# My 2nd bowl



## joshwill (Nov 22, 2012)

I guess I started turning in a bit of an unusual way. The first bowl I ever turned was a segmented bowl made from myrtlewood, which was functional, but not spectacular by any means. This one was my second bowl and I learned a great deal doing this one. There have been many since, but this is still one of my favorites. My wife has forbidden me to sell it. I hope posting this will spark some inspiration in someone else, just like everyone else's posts inspire me. The bowl is maple, ebony and purpleheart.


----------



## Vern Tator (Nov 22, 2012)

Sharp looking.


----------



## DKMD (Nov 22, 2012)

Nicely done! Great wood combo, and I really like that little black detail at the top and bottom.


----------



## TimR (Nov 22, 2012)

Very very nice and an excellent combo of woods. I have one or two pieces that LOML gives me the eye if I even joke about selling or giving away.


----------



## okietreedude (Nov 23, 2012)

Thats pretty sweet looking!


----------



## Patrude (Nov 23, 2012)

joshwill said:


> I guess I started turning in a bit of an unusual way. The first bowl I ever turned was a segmented bowl made from myrtlewood, which was functional, but not spectacular by any means. This one was my second bowl and I learned a great deal doing this one. There have been many since, but this is still one of my favorites. My wife has forbidden me to sell it. I hope posting this will spark some inspiration in someone else, just like everyone else's posts inspire me. The bowl is maple, ebony and purpleheart.
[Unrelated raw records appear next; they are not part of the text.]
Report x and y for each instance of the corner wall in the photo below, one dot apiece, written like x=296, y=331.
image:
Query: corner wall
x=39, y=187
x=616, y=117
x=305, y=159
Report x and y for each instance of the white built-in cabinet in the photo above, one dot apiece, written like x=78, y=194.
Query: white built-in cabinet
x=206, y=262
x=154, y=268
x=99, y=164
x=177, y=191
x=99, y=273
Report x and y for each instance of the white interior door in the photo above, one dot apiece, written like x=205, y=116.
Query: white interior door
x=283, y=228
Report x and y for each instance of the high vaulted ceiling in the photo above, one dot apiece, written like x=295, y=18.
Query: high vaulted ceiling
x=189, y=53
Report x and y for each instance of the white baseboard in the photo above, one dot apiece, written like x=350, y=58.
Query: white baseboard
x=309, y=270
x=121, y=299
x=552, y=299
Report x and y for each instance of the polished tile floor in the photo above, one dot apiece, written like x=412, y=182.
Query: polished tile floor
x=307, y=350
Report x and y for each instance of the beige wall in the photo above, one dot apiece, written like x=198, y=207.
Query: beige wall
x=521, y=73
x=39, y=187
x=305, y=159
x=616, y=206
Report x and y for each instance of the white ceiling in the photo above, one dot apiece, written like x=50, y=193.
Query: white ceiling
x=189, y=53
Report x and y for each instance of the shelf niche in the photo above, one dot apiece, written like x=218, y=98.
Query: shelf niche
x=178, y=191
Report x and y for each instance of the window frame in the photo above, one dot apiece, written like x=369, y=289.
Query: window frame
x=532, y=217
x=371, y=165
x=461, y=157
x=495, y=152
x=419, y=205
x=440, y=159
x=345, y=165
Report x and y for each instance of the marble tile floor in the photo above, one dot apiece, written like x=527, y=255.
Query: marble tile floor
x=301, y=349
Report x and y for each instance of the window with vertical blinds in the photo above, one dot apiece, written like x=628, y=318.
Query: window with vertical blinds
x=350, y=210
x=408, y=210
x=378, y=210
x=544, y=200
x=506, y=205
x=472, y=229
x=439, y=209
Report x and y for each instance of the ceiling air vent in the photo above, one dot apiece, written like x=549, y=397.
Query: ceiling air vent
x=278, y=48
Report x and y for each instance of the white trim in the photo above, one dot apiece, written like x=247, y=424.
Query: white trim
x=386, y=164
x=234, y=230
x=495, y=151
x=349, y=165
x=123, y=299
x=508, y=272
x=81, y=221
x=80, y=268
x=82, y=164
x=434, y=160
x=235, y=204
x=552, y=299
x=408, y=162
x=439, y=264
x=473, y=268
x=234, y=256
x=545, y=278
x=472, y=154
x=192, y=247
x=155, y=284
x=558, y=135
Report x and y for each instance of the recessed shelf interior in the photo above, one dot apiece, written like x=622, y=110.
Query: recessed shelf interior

just beautiful, that one surely is a keeper. She is right, hold on to that bowl. Excellent work


----------



## phinds (Nov 23, 2012)

That's an impressive bowl in any case, but to have been only your 2nd ... well, that's REALLY impressive.


----------



## duncsuss (Nov 24, 2012)

phinds said:


> That's an impressive bowl in any case, but to have been only your 2nd ... well, that's REALLY impressive.



:whs:


----------